A less tricky way for less trickier people.

Note that by Cauchy-Schwarz inequaliy, we get $\frac{1}{x^2-1}+\frac{1}{x+1}+\frac{1}{x+1}\ge\frac{9}{(x+1)^2}$ And by $\frac{9}{(x+1)^2}\ge\frac{9}{x+1}-\frac{9}{4}$ Add them together we get, $\frac{1}{x^2-1}+\frac{9}{4}\ge\frac{7}{x+1}$ So, \begin{align*}\sum_{cyc} \frac{1}{x+1}&\le\frac{1}{7}(\sum_{cyc}(\frac{1}{x^2-1}+\frac{9}{4}))\\&=1\end{align*}

Note that by Cauchy-Schwarz inequality, we get $\frac{1}{x-1}+\frac{4}{2} \ge \frac{9}{x+1}\Rightarrow \boxed{\frac{1}{x-1}\ge\frac{9}{x+1}-2}$ By Chebychev inequality, we get $3\sum_{cyc}\frac{1}{x^2-1}\ge(\sum_{cyc}\frac{1}{x-1})(\sum_{cyc}\frac{1}{x+1})$ So, \begin{align*}3&\ge(\sum_{cyc}\frac{1}{x-1})(\sum_{cyc}\frac{1}{x+1})\\&\ge(\sum_{cyc}(\frac{9}{x+1}-2))(\sum\frac{1}{x+1})\end{align*}Let $S=\sum_{cyc}\frac{1}{x+1}$ from above hence, ${3\ge(9S-6)S}\Rightarrow \boxed{3(S-1)(3S+1)\le 0}$ It's trivial that $S\ge0$. So $S\le1\Rightarrow\boxed{\sum_{cyc}\frac{1}{x+1}\le1}$ as we want.

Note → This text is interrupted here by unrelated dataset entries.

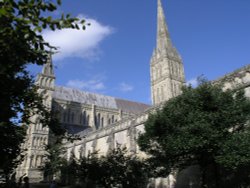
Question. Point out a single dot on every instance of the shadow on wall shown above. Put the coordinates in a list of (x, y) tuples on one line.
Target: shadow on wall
[(191, 178)]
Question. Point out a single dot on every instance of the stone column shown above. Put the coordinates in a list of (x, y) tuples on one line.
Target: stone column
[(92, 118)]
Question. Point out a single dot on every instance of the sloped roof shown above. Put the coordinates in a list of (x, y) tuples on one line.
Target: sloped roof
[(84, 97)]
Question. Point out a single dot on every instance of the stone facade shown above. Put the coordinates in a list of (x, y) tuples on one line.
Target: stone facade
[(105, 122)]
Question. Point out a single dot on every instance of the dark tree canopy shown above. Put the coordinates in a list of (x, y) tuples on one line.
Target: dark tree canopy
[(203, 126), (21, 44)]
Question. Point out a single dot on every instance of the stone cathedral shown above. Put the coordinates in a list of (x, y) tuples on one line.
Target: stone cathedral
[(104, 122)]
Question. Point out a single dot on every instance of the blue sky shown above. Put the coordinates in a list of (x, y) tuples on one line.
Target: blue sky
[(112, 57)]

Assume that \(x,y,z > 1\), or else the condition doesn't make sense. The condition can be rewritten as \[\frac{x^2}{x^2-1}+\frac{y^2}{y^2-1}+\frac{z^2}{z^2-1}=4.\] The desired inequality can be rewritten as \begin{align*} \frac{x-1}{x^2-1}+\frac{y-1}{y^2-1}+\frac{z-1}{z^2-1}&\le \frac{1}{x^2-1} +\frac{1}{y^2-1}+\frac{1}{z^2-1}\\ \frac{x}{x^2-1}+\frac{y}{y^2-1}+\frac{z}{z^2-1}&\le \frac{2}{x^2-1} +\frac{2}{y^2-1}+\frac{2}{z^2-1} \end{align*}The right hand side is just \(2\). Note that for \(x,y,z > 1\) we should have \(x/(x^2-1)>0\), and the same for the other variables. Thus, by Cauchy, \[\frac{x}{x^2-1}+\frac{y}{y^2-1}+\frac{z}{z^2-1} \le \sqrt{\left(\frac{1}{x^2-1}+\frac{1}{y^2-1}+\frac{1}{z^2-1}\right)\left(\frac{x^2}{x^2-1}+\frac{y^2}{y^2-1}+\frac{z^2}{z^2-1} \right)}\] The right hand side is equal to \(2\), as desired.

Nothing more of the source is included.